スープ代+具材(~100g=400円)と量で料金が決まるシステム
人生初マーラータンだったという彼女の話を聞いて、筆者は初めて自分がこの店を訪ねた1年前のことを思い出した。そのとき、店内には日本人客は自分しかいなかったのだが、隣の席に1人の若い女性客がいた。なんとなく中国の人ではないと直感したので、「外国の方ですか?」と聞くと、韓国の人だった。
彼女によれば、「マーラータンは韓国でも大人気。ソウルにはたくさんマーラータンの店がありますよ」と教えてくれた。確かに、四川風の痺れが抑えられ、韓国の人が好きそうな味だと思った。
興味深いことに、このチェーンを創業したのは中国西南部の四川省出身の人ではなく、中国東北部の黒龍江省出身の人物だ。いまでこそ、多くの中国の人が激辛料理を食べる時代だが、もともと四川地方以外の人は麻辣味が苦手な人が多かった。中高年以上の世代はいまでもそうである。
この創業者は、四川ものに比べると辛さや痺れをマイルドにして食べやすい味つけにし、具材をカスタマイズできるシステムを採用したことで全国展開に成功したと言われている。そのため韓国の人もそうだが、日本人にも食べやすい味になっているのだと思われる。
肉や海鮮、野菜など種類は豊富。真ん中のレバー風に見えるのは鴨の血(ヤーシュエ)と呼ばれる四川の人気具材
今日の東京には、マーラータンに限らず、中国のローカル料理の外食チェーンが続々とフランチャイズ出店している。コロナ禍で、昨年の日本の外食チェーンの売上は過去最高の落ち込みを記録したと報じられているのにもかかわらず、中国の外食チェーンの出店が続いているのは驚きといえるだろう。
中国のローカル料理の外食チェーンの出店
中国で本格的な外食チェーンが生まれたのは、2000年代に入ってからと言っていい。

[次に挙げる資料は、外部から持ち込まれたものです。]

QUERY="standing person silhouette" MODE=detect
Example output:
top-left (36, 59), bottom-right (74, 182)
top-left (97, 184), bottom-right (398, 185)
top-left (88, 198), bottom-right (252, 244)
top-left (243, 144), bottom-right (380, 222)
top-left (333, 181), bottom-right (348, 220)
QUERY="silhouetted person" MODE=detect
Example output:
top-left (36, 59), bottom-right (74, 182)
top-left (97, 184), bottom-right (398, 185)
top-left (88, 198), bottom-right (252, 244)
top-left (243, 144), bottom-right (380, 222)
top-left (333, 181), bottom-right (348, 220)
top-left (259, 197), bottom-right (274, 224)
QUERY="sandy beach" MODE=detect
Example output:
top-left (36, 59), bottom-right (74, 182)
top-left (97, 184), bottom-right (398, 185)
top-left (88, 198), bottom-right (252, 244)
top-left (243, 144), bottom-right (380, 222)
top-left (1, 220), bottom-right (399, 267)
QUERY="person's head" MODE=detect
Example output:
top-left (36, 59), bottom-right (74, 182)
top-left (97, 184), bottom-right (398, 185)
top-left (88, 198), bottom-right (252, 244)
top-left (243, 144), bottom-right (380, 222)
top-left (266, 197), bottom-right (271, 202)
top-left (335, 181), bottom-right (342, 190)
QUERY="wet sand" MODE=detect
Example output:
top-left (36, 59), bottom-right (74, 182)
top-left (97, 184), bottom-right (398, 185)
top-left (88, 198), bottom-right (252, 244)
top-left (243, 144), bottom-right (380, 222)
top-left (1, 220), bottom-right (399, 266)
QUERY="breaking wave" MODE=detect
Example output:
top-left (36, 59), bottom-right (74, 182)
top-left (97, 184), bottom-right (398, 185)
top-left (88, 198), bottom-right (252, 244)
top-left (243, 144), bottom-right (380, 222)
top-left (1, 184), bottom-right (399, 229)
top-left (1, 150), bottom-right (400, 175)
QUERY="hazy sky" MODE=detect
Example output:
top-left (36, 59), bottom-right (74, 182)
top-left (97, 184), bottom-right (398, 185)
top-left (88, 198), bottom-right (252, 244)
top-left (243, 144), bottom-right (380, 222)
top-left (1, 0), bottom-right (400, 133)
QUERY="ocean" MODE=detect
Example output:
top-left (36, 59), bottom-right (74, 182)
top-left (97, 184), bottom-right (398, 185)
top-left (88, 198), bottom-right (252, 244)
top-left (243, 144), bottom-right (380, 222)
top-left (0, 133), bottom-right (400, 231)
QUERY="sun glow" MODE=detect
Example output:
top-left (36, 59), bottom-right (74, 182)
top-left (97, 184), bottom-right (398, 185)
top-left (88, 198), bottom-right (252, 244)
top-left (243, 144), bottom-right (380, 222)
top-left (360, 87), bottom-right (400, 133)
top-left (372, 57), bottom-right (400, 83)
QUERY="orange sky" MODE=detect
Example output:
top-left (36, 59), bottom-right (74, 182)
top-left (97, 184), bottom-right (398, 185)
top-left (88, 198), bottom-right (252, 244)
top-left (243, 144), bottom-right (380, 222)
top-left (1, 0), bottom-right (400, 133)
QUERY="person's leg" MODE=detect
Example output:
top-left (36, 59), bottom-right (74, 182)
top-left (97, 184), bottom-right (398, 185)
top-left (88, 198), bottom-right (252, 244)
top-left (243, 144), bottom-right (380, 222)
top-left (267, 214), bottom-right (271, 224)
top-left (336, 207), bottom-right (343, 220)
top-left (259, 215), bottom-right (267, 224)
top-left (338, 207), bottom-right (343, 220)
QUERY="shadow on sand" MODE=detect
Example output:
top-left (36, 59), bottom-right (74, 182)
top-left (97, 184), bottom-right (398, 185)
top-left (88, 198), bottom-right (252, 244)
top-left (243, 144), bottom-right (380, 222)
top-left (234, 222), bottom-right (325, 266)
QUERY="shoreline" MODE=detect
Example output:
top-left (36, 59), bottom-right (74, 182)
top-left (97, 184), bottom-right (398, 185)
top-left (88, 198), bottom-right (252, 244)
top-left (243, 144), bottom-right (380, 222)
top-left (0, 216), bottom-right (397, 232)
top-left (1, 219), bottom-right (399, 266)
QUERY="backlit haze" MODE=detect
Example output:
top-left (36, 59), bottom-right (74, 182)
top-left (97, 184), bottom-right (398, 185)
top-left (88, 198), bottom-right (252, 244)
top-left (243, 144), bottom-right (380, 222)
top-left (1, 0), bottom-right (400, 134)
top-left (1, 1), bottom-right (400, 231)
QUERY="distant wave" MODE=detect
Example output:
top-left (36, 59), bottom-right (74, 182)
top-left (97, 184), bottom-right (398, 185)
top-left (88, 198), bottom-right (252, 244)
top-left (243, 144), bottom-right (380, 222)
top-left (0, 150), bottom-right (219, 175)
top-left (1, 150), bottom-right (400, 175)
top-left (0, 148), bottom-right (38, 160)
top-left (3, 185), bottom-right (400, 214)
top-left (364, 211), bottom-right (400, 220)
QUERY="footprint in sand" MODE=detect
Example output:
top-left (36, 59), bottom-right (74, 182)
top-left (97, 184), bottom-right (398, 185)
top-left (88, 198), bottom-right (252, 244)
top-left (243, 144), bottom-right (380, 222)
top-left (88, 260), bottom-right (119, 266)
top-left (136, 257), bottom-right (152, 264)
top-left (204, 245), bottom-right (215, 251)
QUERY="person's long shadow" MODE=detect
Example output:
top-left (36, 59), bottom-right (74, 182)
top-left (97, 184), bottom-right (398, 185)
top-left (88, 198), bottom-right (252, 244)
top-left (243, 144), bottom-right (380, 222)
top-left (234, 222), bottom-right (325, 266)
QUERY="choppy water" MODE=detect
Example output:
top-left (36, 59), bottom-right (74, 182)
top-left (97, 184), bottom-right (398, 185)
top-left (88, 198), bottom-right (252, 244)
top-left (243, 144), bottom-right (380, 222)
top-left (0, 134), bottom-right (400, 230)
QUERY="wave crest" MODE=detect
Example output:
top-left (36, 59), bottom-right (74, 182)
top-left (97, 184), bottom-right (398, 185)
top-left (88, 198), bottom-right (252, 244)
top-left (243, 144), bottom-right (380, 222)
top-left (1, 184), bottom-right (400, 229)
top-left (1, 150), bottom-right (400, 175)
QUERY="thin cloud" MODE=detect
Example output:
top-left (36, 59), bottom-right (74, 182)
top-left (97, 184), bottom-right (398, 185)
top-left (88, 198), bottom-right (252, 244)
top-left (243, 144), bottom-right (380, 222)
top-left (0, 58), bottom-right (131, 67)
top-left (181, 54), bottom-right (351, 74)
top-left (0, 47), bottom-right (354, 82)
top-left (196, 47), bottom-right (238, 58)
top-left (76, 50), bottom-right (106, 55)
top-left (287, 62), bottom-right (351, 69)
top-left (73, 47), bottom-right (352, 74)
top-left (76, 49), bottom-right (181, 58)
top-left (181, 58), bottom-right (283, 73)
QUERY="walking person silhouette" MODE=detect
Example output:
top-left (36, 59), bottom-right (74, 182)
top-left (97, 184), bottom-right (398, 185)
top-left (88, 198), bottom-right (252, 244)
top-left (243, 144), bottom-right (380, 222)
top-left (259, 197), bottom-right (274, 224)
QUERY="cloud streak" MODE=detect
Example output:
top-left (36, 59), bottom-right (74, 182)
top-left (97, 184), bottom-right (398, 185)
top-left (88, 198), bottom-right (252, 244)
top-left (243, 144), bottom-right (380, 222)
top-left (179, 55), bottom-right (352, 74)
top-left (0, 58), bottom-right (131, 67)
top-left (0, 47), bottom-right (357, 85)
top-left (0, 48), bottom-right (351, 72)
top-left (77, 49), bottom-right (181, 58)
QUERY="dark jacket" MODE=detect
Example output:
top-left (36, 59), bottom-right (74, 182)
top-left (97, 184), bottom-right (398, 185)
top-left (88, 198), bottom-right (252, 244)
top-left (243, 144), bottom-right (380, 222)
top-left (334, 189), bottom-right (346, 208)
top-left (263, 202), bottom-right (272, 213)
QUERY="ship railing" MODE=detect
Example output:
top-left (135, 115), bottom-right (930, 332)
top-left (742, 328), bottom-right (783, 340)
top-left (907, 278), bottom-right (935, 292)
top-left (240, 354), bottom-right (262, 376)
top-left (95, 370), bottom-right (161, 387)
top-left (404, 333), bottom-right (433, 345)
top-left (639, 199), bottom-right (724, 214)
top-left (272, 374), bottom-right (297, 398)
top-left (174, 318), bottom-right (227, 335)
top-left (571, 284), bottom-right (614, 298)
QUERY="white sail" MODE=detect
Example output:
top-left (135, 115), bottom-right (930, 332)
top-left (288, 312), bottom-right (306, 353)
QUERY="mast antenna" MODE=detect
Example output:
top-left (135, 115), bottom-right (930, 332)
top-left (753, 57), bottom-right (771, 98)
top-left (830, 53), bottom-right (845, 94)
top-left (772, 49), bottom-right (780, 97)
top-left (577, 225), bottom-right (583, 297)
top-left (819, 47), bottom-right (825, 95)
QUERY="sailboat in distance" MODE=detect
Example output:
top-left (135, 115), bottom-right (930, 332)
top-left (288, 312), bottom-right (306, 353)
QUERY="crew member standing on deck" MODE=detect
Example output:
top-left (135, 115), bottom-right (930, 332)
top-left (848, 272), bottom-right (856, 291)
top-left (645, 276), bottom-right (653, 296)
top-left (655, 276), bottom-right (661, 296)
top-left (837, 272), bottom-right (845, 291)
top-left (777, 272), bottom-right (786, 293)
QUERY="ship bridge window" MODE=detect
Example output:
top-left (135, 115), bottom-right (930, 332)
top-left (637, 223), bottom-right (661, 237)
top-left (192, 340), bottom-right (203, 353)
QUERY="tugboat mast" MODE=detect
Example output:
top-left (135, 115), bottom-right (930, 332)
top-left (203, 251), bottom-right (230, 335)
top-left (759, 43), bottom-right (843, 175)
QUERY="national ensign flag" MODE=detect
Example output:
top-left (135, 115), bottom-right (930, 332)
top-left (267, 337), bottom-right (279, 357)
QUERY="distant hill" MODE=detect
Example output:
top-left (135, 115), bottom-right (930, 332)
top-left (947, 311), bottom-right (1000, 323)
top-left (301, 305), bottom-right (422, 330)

現在、中国の3大外食チェーンといわれるのは、福建省が拠点の「沙县小吃(シャーシェンシャオチー)」、山東省の「楊銘宇黄燜鶏米飯(ヨウメイウホンメンジーミーファン)」、甘粛省の「蘭州牛肉麺(ランジョウニュウロウミエン)」だ。これらは中国全土に5000店規模の展開をしている巨大チェーンである。